Confidence Grows with Small Failures
Confidence builds in those moments when a child raises their hand to ask a “silly” question, when they freeze in front of a crowd, or when they blank out mid-debate.
The trick is not to shield them from these mini-failures but to normalize them. In fact, schools that encourage inquiry-based learning, like the IB Schools in Bangalore, understand this well. They allow students to wrestle with tough questions, explore diverse perspectives, and present unfinished thoughts without fear of being judged.
Why Debate Is Not About Winning
Parents love bragging, “My daughter won first place in the debate.” Great. A big round of applause. But here’s the real question: Did she learn to respect the other side? Did she learn composure under fire? Did she walk away with more perspective than she walked in with?

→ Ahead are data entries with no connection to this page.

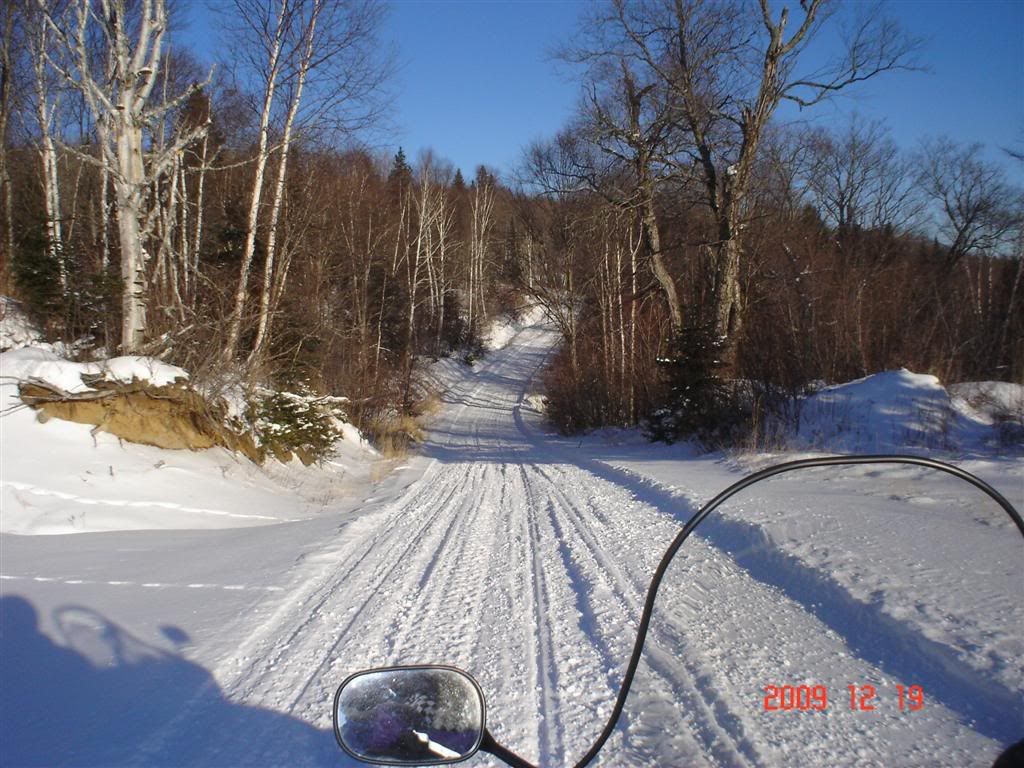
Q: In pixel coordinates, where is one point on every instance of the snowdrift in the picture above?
(58, 476)
(899, 410)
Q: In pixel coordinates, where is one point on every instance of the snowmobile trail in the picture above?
(514, 561)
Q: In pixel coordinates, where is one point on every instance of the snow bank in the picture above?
(15, 329)
(43, 364)
(502, 331)
(64, 477)
(894, 411)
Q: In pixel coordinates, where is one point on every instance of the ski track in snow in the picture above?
(527, 567)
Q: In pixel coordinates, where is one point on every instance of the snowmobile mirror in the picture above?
(410, 716)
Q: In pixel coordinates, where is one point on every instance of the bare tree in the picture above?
(119, 100)
(318, 71)
(726, 67)
(859, 178)
(973, 199)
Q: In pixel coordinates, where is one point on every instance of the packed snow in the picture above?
(215, 631)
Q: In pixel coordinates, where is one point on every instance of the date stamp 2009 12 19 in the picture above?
(861, 698)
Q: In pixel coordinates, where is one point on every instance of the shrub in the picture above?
(302, 423)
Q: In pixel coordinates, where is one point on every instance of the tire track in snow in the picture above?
(720, 730)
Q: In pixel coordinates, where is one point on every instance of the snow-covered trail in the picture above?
(525, 562)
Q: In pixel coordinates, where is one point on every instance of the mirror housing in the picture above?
(425, 715)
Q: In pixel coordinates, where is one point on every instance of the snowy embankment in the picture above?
(62, 477)
(910, 565)
(522, 558)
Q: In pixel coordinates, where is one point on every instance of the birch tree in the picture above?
(317, 69)
(119, 98)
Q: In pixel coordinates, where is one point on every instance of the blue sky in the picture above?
(476, 82)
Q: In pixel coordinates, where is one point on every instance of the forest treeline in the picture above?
(706, 260)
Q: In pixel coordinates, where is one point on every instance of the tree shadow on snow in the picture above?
(105, 697)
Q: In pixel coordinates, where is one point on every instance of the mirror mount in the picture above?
(488, 744)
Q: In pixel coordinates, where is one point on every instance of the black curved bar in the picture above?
(829, 461)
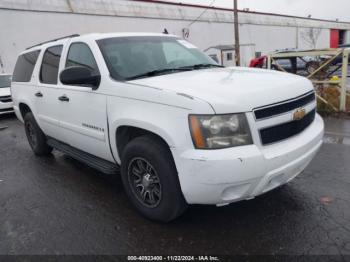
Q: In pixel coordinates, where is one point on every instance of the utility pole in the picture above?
(237, 53)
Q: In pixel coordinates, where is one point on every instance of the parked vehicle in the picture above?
(181, 129)
(301, 65)
(5, 94)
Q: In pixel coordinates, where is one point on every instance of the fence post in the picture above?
(344, 78)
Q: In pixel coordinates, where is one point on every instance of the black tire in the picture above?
(35, 136)
(169, 202)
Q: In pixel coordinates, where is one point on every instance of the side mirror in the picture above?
(79, 75)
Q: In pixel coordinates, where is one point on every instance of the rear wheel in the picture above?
(35, 136)
(150, 179)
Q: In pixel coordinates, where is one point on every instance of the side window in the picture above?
(79, 54)
(50, 64)
(24, 66)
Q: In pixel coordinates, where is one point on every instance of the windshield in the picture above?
(135, 57)
(5, 81)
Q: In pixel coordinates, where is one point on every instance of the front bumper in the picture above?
(6, 108)
(229, 175)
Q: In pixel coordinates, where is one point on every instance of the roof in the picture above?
(227, 47)
(95, 36)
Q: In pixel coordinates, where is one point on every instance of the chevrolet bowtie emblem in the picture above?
(299, 113)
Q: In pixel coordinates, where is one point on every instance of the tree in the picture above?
(311, 35)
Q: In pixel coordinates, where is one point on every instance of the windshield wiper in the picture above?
(200, 66)
(158, 72)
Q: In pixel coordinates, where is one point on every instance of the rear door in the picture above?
(46, 93)
(83, 116)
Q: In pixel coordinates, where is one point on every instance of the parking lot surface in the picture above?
(56, 205)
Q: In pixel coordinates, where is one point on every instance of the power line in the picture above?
(205, 10)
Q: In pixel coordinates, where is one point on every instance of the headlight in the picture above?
(219, 131)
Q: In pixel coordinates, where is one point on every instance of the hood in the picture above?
(231, 90)
(5, 91)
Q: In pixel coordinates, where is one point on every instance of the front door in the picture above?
(83, 116)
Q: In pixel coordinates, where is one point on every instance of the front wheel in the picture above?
(150, 179)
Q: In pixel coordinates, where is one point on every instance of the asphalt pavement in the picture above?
(56, 205)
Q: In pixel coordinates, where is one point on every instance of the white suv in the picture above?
(182, 129)
(5, 94)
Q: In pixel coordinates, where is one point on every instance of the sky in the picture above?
(323, 9)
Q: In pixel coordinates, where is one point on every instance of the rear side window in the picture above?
(24, 66)
(50, 64)
(79, 54)
(5, 81)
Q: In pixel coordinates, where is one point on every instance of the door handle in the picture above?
(63, 98)
(39, 94)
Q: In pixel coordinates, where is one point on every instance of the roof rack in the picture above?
(53, 40)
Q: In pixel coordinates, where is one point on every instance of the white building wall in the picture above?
(26, 22)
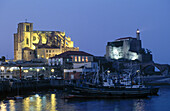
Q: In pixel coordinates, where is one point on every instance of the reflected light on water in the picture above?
(3, 107)
(139, 105)
(26, 103)
(12, 105)
(38, 103)
(53, 102)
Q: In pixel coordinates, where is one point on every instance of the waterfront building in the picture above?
(30, 44)
(70, 57)
(127, 48)
(74, 63)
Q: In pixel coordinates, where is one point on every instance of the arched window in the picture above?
(27, 41)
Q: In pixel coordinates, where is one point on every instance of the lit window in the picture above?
(46, 55)
(79, 59)
(75, 58)
(34, 38)
(86, 59)
(82, 58)
(27, 28)
(27, 41)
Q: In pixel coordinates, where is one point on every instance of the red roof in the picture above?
(68, 53)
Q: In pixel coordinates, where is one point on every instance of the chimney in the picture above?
(138, 34)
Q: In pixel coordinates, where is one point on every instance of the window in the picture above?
(46, 55)
(72, 58)
(86, 59)
(34, 38)
(27, 28)
(27, 41)
(79, 59)
(75, 58)
(82, 58)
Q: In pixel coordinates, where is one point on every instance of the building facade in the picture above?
(70, 56)
(27, 40)
(128, 48)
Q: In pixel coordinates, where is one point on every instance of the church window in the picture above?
(82, 58)
(27, 41)
(27, 28)
(34, 38)
(86, 59)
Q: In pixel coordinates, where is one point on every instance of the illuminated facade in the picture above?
(30, 44)
(127, 48)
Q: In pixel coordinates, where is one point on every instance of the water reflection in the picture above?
(12, 105)
(52, 102)
(139, 105)
(26, 104)
(3, 107)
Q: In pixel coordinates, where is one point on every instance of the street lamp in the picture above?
(37, 73)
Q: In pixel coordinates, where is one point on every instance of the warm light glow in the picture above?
(26, 103)
(52, 70)
(12, 105)
(25, 71)
(53, 102)
(75, 58)
(82, 58)
(137, 31)
(87, 59)
(79, 59)
(2, 68)
(38, 70)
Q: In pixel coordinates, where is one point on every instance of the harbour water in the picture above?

Winning is overrated. Debate, when done right, teaches humility, patience, and the art of disagreeing without being disagreeable.
Final Thoughts
If you’re a parent or educator reading this, stop searching for shortcuts. Confidence is not built overnight. It’s a process that takes months, even years, to fine-tune. The next time you teach your kid self-confidence, teach them debating skills. Who knows, one day she might surpass you!
At OWIS, our inquiry-driven approach in the IB Primary Years Programme empowers children to explore, question, and develop into confident thinkers and respectful debaters.
Give them those messy opportunities.